Qué edad tenía. Sean hizo un rápido cálculo. Tres años menos que él. Dieciséis. De pronto lamentó que Audrey no fuese al baile.

—Qué lástima —dijo—. Nos habríamos divertido. —El hecho de que usase el pronombre plural, uniendo a ambos, volvió a provocar la confusión de Audrey. Cuando habló, dijo lo primero que se le ocurrió.

—¿Te gusta el durazno?

—Mmmm.

—Es de nuestra quinta.

—Creí reconocer el sabor —Sean echó a reír y Audrey, también. Cuando ella reía, tenía una boca ancha y amistosa.

—Yo sabía que tú los robabas. Papá también lo sabía.
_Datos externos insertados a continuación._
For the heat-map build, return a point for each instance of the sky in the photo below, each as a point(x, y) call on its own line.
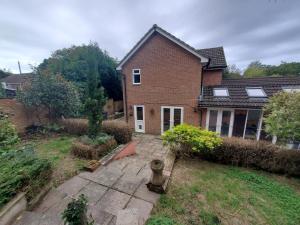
point(266, 30)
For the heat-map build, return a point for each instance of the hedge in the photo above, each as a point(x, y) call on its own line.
point(256, 154)
point(22, 171)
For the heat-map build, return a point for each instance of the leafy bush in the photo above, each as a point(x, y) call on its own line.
point(74, 126)
point(257, 154)
point(283, 116)
point(120, 130)
point(22, 171)
point(8, 134)
point(88, 148)
point(186, 139)
point(75, 213)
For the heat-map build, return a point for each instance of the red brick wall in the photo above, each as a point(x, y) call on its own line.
point(212, 77)
point(170, 76)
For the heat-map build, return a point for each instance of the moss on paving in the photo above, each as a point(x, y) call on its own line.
point(207, 193)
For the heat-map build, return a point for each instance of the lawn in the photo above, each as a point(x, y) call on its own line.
point(57, 150)
point(205, 193)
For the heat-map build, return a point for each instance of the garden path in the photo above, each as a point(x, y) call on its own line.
point(110, 189)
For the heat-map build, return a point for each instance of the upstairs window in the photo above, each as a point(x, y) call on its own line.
point(136, 76)
point(255, 92)
point(291, 89)
point(221, 92)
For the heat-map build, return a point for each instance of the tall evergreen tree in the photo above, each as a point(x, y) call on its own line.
point(95, 98)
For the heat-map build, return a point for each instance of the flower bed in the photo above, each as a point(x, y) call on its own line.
point(22, 171)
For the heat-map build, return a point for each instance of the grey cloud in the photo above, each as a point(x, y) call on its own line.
point(268, 30)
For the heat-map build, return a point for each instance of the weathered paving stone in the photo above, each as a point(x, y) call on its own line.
point(128, 217)
point(128, 184)
point(29, 218)
point(73, 186)
point(143, 193)
point(49, 200)
point(93, 192)
point(113, 201)
point(144, 208)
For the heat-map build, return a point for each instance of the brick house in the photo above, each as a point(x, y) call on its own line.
point(167, 82)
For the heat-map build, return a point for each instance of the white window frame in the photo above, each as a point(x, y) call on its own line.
point(263, 91)
point(136, 121)
point(134, 74)
point(290, 89)
point(171, 116)
point(219, 119)
point(226, 89)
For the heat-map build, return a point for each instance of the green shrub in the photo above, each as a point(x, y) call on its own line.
point(88, 148)
point(74, 126)
point(257, 154)
point(186, 140)
point(120, 130)
point(8, 134)
point(22, 171)
point(75, 213)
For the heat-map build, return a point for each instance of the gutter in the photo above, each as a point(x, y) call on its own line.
point(125, 97)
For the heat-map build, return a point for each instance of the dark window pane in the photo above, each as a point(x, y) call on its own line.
point(225, 123)
point(137, 78)
point(177, 117)
point(139, 113)
point(213, 115)
point(166, 121)
point(252, 123)
point(239, 123)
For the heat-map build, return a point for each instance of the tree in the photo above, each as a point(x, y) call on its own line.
point(283, 116)
point(4, 73)
point(232, 71)
point(95, 99)
point(53, 93)
point(72, 64)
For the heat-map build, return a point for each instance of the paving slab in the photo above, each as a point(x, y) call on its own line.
point(144, 208)
point(93, 192)
point(113, 201)
point(128, 184)
point(73, 186)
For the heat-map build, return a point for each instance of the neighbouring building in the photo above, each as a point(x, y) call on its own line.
point(167, 82)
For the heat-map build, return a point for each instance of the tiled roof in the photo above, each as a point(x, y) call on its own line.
point(158, 29)
point(238, 97)
point(216, 56)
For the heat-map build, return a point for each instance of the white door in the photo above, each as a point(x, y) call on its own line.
point(170, 117)
point(139, 118)
point(220, 120)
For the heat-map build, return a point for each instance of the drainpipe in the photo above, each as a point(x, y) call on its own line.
point(125, 97)
point(201, 95)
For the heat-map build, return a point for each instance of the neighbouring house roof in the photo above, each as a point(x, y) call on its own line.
point(238, 97)
point(216, 56)
point(17, 78)
point(166, 34)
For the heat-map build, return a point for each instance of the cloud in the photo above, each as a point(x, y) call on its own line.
point(268, 30)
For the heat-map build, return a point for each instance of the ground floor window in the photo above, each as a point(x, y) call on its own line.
point(245, 123)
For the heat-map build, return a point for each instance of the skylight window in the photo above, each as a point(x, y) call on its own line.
point(221, 92)
point(291, 89)
point(256, 92)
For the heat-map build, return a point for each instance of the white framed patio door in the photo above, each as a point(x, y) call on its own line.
point(170, 116)
point(139, 118)
point(220, 120)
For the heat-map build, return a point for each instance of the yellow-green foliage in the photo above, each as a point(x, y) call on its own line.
point(186, 139)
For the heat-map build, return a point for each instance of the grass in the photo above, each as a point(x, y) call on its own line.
point(205, 193)
point(57, 150)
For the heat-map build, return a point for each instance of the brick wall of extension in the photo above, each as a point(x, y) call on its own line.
point(170, 76)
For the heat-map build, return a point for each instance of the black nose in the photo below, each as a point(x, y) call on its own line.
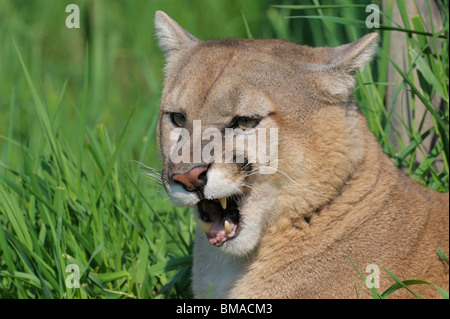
point(192, 180)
Siempre decía que prepararía una celada en ese agujero del cerco.

—Nunca supe que sabía de ese agujero… Siempre lo tapábamos bien.

—Sí que sabía de él —le aseguró Audrey—. Lo supo siempre. Todavía está. Algunas noches, cuando no puedo dormir, me levanto, salgo por la ventana de mi cuarto y voy a la plantación de acacias. Está tan oscuro y tranquilo allá… Me da un poco de miedo, pero me gusta.

—¿Sabes una cosa? —dijo Sean, pensativo—. Si esta noche no pudieses dormir y bajaras al cerco a las diez, tal vez me sorprenderías robando duraznos.

Audrey requirió algunos segundos para comprender. Otra vez se ruborizó y trató de decir algo, sin lograrlo. Con un movimiento rápido de faldas se volvió y huyó corriendo entre los estantes. Sean mordió el resto de su durazno y se alejó sonriendo a buscar a Karl.

—Dime, hombre, ¿cuánto tiempo piensas quedarte aquí?